怪獣信仰の聞き取り調査資料 レコーダー文字起こし

 2107年の第二次怪獣侵攻以降、疎開せずに旧都心部に残留した人々を中心に、怪獣を崇める新しい信仰が形成されている。次の記録は、その信者の一人に聞き取り調査した際のボイスメモを文字起こし、文書化したものである。


<旧東京 吉祥寺 2112/09/20 記:ヤマウラユキト>


※観察メモ

 第一次、第二次侵攻で甚大な被害を受けた旧東京都心。巨大な足跡はクレーターとなり23区域を水没させ、奥東京湾を形成していた。

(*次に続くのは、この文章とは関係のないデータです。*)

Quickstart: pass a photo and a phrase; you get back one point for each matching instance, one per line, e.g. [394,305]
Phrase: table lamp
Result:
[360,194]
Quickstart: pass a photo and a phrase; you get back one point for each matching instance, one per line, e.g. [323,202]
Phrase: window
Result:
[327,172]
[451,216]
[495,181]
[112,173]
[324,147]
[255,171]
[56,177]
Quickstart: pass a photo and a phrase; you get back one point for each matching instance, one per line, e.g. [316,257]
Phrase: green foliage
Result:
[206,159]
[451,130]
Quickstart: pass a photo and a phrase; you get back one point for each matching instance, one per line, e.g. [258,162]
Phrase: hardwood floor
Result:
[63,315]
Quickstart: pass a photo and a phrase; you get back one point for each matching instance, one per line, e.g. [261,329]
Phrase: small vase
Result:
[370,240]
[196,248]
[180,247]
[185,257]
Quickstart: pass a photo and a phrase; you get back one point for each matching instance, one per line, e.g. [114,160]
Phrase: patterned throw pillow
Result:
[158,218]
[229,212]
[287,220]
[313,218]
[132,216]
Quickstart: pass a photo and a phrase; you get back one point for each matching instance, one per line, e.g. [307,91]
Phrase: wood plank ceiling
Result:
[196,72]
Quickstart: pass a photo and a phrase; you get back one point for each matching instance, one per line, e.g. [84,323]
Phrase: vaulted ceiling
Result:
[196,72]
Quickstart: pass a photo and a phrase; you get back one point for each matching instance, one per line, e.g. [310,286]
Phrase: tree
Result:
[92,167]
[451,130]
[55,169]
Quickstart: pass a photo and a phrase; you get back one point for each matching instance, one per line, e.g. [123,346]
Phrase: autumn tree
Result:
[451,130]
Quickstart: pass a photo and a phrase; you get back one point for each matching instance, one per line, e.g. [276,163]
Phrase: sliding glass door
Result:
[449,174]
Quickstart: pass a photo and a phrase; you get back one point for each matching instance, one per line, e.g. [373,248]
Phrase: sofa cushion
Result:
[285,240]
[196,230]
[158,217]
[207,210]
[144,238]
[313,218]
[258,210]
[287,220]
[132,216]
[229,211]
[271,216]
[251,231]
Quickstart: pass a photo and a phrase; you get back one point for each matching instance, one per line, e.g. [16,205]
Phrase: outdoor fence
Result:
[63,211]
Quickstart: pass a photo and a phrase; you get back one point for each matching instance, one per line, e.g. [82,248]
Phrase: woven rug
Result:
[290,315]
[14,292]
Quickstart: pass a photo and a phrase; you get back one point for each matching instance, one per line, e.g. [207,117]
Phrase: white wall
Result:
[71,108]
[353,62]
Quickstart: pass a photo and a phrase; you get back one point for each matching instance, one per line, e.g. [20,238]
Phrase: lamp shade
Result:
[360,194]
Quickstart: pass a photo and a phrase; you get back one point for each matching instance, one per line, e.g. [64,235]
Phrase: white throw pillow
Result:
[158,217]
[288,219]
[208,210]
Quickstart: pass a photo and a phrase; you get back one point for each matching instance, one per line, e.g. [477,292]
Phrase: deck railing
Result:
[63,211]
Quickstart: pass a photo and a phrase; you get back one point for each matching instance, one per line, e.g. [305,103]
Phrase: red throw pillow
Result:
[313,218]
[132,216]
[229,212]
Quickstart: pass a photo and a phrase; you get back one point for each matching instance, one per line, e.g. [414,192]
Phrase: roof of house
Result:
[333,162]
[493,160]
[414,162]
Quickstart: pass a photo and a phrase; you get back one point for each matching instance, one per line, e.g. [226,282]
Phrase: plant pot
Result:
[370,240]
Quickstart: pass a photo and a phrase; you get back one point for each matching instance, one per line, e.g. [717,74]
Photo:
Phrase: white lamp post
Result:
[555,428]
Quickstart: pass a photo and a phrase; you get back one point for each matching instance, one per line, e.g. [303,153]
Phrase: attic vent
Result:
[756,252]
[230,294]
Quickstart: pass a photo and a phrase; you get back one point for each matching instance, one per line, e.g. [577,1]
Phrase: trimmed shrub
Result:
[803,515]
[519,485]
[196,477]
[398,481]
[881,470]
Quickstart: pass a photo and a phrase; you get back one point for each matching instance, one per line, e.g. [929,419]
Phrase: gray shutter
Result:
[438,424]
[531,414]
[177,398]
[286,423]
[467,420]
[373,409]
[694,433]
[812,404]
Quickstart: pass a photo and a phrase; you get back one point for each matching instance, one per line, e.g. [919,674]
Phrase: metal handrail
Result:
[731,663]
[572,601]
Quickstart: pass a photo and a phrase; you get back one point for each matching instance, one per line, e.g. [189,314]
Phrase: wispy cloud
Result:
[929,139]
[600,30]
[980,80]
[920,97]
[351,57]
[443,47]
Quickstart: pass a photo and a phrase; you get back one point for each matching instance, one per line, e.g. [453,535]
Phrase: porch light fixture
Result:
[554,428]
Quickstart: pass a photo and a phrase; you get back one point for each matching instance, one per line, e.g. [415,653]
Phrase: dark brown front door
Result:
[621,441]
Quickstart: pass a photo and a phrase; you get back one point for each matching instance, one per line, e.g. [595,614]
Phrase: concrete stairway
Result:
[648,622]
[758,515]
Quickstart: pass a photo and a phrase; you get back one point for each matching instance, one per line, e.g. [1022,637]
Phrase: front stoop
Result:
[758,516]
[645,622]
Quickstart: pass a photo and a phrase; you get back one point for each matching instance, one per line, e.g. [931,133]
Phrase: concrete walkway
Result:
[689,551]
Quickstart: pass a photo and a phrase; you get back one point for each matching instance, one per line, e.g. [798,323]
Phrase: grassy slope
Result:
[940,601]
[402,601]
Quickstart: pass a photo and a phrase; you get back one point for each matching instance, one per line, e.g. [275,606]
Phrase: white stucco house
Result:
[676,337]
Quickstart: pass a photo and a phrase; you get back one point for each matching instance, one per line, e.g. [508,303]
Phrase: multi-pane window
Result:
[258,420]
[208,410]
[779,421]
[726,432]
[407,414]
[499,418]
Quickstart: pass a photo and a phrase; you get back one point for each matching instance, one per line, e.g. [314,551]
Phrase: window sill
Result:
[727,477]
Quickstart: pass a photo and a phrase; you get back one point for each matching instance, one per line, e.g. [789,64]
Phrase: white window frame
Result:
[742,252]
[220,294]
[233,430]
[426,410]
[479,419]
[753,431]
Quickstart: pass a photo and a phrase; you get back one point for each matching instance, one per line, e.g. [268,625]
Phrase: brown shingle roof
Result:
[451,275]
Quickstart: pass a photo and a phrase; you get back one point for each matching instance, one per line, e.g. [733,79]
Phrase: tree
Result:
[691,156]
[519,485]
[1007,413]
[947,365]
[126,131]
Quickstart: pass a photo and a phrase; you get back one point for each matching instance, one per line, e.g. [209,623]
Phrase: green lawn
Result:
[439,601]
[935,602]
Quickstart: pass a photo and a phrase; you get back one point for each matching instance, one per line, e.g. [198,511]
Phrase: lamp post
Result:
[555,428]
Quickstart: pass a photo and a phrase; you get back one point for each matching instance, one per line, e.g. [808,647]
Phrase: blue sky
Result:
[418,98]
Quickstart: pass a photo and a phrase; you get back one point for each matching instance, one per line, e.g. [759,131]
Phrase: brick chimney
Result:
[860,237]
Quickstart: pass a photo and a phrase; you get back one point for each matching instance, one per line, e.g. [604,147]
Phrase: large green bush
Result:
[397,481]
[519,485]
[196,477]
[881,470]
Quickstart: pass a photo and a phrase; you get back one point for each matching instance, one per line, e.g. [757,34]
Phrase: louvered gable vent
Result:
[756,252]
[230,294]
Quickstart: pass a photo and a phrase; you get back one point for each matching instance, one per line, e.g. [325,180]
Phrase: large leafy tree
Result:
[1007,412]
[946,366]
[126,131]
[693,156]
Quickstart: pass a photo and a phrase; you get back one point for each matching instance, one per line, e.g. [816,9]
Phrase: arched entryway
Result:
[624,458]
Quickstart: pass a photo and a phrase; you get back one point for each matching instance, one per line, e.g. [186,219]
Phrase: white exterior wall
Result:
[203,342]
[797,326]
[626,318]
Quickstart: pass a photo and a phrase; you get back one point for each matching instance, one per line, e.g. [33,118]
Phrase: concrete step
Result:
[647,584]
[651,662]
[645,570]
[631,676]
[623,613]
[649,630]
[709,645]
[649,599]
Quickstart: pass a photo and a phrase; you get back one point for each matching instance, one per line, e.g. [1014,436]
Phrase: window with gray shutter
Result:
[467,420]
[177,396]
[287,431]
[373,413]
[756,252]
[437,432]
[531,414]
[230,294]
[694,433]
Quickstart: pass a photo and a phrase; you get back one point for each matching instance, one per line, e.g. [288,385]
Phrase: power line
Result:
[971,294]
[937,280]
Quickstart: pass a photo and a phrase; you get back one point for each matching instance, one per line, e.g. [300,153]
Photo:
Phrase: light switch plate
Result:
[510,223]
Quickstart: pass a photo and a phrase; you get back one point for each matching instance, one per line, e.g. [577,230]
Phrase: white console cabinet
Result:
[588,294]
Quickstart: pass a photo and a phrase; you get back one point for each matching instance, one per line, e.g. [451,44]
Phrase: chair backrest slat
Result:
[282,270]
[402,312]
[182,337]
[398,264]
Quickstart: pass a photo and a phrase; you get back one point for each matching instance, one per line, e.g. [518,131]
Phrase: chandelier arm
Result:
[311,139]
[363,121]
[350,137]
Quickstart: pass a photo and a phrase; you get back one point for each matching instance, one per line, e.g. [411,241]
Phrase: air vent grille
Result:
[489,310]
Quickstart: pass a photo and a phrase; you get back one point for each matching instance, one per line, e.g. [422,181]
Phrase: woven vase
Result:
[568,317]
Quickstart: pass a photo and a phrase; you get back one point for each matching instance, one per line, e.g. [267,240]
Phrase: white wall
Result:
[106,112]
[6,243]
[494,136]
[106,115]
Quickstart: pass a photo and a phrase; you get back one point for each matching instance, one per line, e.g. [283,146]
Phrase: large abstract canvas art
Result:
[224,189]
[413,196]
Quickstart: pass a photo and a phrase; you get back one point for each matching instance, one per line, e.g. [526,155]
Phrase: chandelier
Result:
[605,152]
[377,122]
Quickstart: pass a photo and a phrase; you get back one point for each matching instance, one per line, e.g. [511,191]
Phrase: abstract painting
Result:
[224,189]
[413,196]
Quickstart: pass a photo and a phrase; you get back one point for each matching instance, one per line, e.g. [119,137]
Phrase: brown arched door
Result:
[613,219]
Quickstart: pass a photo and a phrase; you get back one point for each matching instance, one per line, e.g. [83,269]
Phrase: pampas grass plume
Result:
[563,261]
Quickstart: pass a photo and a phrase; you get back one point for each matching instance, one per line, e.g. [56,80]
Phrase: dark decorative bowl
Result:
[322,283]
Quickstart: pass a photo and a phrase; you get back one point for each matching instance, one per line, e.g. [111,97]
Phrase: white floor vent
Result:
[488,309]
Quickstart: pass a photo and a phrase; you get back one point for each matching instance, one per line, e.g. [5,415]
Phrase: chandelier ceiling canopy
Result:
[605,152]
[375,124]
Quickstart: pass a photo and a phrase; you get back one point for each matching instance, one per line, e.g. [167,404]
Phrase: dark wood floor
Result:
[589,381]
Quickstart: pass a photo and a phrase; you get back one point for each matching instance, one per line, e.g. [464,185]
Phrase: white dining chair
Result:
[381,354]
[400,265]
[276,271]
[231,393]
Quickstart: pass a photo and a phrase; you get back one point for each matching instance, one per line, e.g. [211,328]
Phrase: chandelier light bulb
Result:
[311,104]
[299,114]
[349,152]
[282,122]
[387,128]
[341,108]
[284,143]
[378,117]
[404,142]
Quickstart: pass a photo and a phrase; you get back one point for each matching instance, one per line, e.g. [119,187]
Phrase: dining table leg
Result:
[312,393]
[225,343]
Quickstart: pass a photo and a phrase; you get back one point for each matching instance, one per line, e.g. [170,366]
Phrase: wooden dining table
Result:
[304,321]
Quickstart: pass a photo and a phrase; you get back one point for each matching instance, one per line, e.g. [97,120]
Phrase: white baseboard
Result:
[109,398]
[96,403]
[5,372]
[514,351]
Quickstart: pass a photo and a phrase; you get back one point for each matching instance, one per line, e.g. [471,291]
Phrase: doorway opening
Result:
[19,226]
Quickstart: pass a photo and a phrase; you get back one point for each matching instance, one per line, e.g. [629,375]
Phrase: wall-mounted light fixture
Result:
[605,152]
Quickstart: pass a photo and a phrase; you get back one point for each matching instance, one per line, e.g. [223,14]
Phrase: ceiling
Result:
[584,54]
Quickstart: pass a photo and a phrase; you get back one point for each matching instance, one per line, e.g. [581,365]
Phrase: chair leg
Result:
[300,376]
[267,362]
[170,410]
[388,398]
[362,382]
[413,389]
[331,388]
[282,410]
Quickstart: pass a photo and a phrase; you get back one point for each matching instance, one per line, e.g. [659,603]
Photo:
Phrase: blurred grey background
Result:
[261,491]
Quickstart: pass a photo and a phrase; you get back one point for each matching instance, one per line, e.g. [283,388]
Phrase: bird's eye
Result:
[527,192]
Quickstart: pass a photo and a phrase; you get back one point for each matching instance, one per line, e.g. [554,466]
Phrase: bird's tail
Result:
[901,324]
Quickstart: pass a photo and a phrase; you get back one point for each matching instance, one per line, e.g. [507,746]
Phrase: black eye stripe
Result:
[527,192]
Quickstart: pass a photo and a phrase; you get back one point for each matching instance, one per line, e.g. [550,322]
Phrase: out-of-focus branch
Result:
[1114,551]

 東京には侵攻前に仕事で訪れたきりであったが、あまりの変貌ぶりに言葉を失う。廃材を利用したバラック街、森林公園の樹木や街路樹で作った差しかけ小屋。倒壊した家屋を再建する余力はなく、人々は廃墟を漁ることでなんとか命を繋いでいた。関西でもっとも大きな被害を受けた旧大阪も似たようなものだが、東京の被害は特別大きいものだった。海中に沈んだ高層ビル群は、文字通り、凄惨な爪痕を樹脂で固めたジオラマにみえた。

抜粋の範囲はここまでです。